DAVİD McKee’den ELMER VE GÖKKUŞAĞI. Elmer ve diğer filler, fırtınanın bitmesini sabırsızlıkla bekliyor çünkü ardından çıkacak o güzel, rengârenk gökkuşağını görmek istiyorlar. Ama korkunç bir şey olmuş: Gökkuşağı renklerini kaybetmiş! Elmer, gökkuşağına kendi renklerini veriyor. Ama ya Elmer renklerini sonsuza kadar kaybederse? 32 SAYFA.(MUNDİ KİTAP)

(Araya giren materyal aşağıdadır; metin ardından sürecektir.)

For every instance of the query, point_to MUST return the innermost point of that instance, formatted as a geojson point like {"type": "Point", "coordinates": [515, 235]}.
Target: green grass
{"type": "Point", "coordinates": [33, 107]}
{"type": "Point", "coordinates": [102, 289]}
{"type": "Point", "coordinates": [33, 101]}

Dışlanmışların kendinden bir şeyler bulabileceği hikâye
TOVE Ditlevsen’den ÇOCUKLUK-KOPENHAG ÜÇLEMESİ. Çocukluğumun oturma odasında tek başımayım. Eskiden burada annem şarkı söyler, babam yıllardır görmediğim yasak kitabı okur, ağabeyim ise bir tahtaya çivi çakardı. Bunların hepsi asırlar evveldi ve o zamanlar, çocukluğun sonsuza dek süreceğini acıyla hissetsem de daha mutluydum gibime geliyor... Bundan sonra evde uyumaya devam etsem de bu gece oturma odasıyla vedalaştığımı hissediyorum. Yatmak içimden gelmiyor, uykum da yok. Derin bir hüzün içindeyim. Sardunyaları cam kenarından kaldırıyorum ve gökyüzüne, esip geçen bulutların arasında hafifçe sallanan yeni ayın beşiği altında ışıldayan küçük yıldıza bakıyorum. Johannes V. Jensen’in, birçok kere okuduğumdan uzun bölümlerini ezbere bildiğim Buzul adlı romanından birkaç satırı kendi kendime söylüyorum: “Kâh sabah kâh akşam yıldızı gibi parlıyor annesinin koynunda öldürülen küçük kız, sonsuz yollarda beyaz ve dalgın, yalnız başına gezen, kendi oyununa kapılmış bir çocuk ruhu gibi.” Bu cümleler, bana ebediyen kaybettiğim Ruth’u hatırlatıyor ve gözlerimden yaşlar akıyor. Küçük, kalp şeklinde ağzıyla, gözleri parlak ve kudretli Ruth. Herkese laf yetiştiren, yüreği sevgi dolu, küçük, kayıp arkadaşım. Arkadaşlığımız da çocukluğum gibi sona erdi. Güneş yanığı gibi, çocukluğumun son parçacıkları şimdi üstümden pul pul dökülüyor ve altından ters, imkânsız bir yetişkin beliriyor. Gece, pencerenin önünden geçedursun, şiir defterimi okuyorum ve ben farkına varmadan, çocukluğum usulca, hayatımın sonuna kadar benim için bir bilgi ve tecrübe kaynağı olacak, şu insan ruhunun kütüphanesi olan belleğimin dibine çöküyor. Ne Dediler: “Dışlanmış olanların kendilerinden bir şeyler bulabileceği olağanüstü bir hikâye.” Patti Smith. “Büyük edebiyat nasıl yapılır, işte örneği. A Klas… Üçleme, muazzam bir yeteneğinin ürünü.” -Parul Sehgal, The New York Times. 96 SAYFA.(MONOKL YAYINLARI)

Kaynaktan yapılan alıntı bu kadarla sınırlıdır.